Güvenliği sağladığı düşünülen elemanlar günlük yaşam içerisinde kendilerini hissettirmeye de başlamışlardı. Site içinde bazı gençleri uygunsuz davranmaları nedeniyle tartaklanmışlardı. Gençler ve orada yaşayanlar bunun ne anlama geldiğini anlamaya çalışmadılar.
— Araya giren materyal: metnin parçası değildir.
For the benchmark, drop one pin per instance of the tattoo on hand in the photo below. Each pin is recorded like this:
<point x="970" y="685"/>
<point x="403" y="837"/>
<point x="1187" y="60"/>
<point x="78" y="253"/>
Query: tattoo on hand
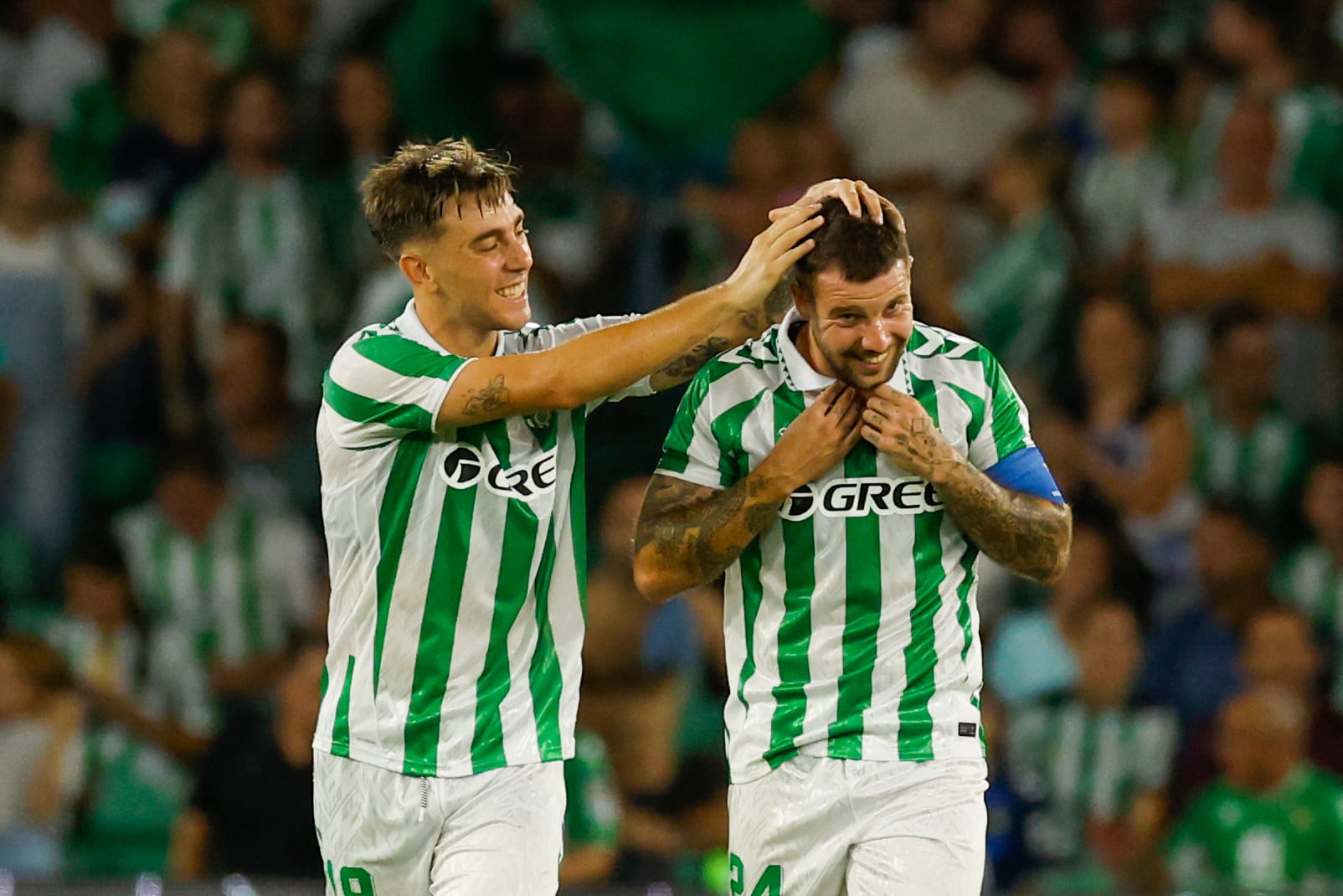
<point x="687" y="366"/>
<point x="698" y="529"/>
<point x="486" y="399"/>
<point x="1027" y="533"/>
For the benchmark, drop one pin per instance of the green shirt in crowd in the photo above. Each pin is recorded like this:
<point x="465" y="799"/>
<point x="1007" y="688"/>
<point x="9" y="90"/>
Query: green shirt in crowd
<point x="1289" y="840"/>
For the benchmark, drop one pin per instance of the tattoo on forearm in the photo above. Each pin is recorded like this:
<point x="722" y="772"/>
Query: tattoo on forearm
<point x="1027" y="533"/>
<point x="687" y="366"/>
<point x="700" y="529"/>
<point x="488" y="399"/>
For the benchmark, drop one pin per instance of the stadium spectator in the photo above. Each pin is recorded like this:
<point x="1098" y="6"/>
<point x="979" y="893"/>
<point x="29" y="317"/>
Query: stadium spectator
<point x="635" y="656"/>
<point x="934" y="116"/>
<point x="591" y="814"/>
<point x="1278" y="649"/>
<point x="246" y="240"/>
<point x="235" y="574"/>
<point x="1311" y="578"/>
<point x="1244" y="242"/>
<point x="251" y="809"/>
<point x="149" y="716"/>
<point x="1272" y="822"/>
<point x="266" y="440"/>
<point x="1256" y="38"/>
<point x="1129" y="445"/>
<point x="172" y="137"/>
<point x="1247" y="449"/>
<point x="40" y="720"/>
<point x="1193" y="662"/>
<point x="1011" y="301"/>
<point x="1096" y="762"/>
<point x="1032" y="656"/>
<point x="1123" y="176"/>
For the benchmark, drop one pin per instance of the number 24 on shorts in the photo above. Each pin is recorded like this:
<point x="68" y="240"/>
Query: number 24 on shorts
<point x="769" y="884"/>
<point x="353" y="882"/>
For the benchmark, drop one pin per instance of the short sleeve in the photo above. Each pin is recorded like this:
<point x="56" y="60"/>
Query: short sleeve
<point x="383" y="386"/>
<point x="692" y="451"/>
<point x="1005" y="427"/>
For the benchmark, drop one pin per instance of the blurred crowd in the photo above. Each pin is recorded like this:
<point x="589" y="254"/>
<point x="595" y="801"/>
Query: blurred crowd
<point x="1134" y="203"/>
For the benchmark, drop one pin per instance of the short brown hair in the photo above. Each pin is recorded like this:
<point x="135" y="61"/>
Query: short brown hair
<point x="404" y="197"/>
<point x="858" y="247"/>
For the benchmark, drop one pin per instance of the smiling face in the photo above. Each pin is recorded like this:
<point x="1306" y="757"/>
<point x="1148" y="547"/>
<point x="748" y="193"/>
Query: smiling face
<point x="857" y="332"/>
<point x="478" y="264"/>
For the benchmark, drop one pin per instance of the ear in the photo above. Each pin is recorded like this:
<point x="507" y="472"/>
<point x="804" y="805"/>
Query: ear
<point x="415" y="269"/>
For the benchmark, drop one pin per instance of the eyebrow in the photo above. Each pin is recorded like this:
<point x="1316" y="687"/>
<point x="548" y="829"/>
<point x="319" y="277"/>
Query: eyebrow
<point x="496" y="233"/>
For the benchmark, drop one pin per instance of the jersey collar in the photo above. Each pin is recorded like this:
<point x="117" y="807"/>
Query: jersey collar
<point x="413" y="327"/>
<point x="809" y="379"/>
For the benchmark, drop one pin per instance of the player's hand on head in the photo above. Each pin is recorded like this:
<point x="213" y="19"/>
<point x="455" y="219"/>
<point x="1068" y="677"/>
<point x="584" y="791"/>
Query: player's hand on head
<point x="821" y="437"/>
<point x="900" y="427"/>
<point x="774" y="251"/>
<point x="857" y="198"/>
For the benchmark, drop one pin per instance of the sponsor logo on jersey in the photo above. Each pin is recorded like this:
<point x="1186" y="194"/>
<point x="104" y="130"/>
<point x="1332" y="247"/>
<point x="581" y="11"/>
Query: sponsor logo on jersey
<point x="464" y="466"/>
<point x="862" y="496"/>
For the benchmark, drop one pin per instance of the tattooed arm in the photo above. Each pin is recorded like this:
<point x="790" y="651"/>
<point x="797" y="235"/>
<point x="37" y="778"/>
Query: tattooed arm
<point x="689" y="533"/>
<point x="1027" y="533"/>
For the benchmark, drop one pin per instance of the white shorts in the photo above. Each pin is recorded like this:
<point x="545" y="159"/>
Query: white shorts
<point x="818" y="826"/>
<point x="498" y="833"/>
Çoğu da gençlerin bir edepsizlik yapabildiğini düşündüler.

Kimse güvenliğin kuruluş nedenini sorgulamadı, nedenler arasında bu yapılanlar yoktu, dışarıdan gelen görünürde bir tehlike de yoktu, kadro her geçen gün şişiyor hatta başka sitelerden insanlar da buraya getirilerek göreve alınıyorlardı.

Site girişinde ve birçok yerde bu elemanlarla site sakinleri arasında tartışmalar ve itiş kakışlar çoğalmıştı. Bazı gençler sitede eskisi gibi huzurlu yaşayamadıklarını belirterek herkesi bunu protesto etmeye, site meydanına çağırdı. Ne olacağını bilmiyorduk.

Bizden alınan paralarla oluşturulmuş ama siteye yabancılaşmış bir güç ve gençler ilk kez o alanda karşı karşıya geldiler. Gençler daha çok özgürlük vb yazdıkları pankartlar getirmişlerdi. Güvenlik elemanları da büyük kalkanlar taşıyorlar, kasklar takmışlar ve müthiş bir disiplin ve sıra içinde duruyorlardı.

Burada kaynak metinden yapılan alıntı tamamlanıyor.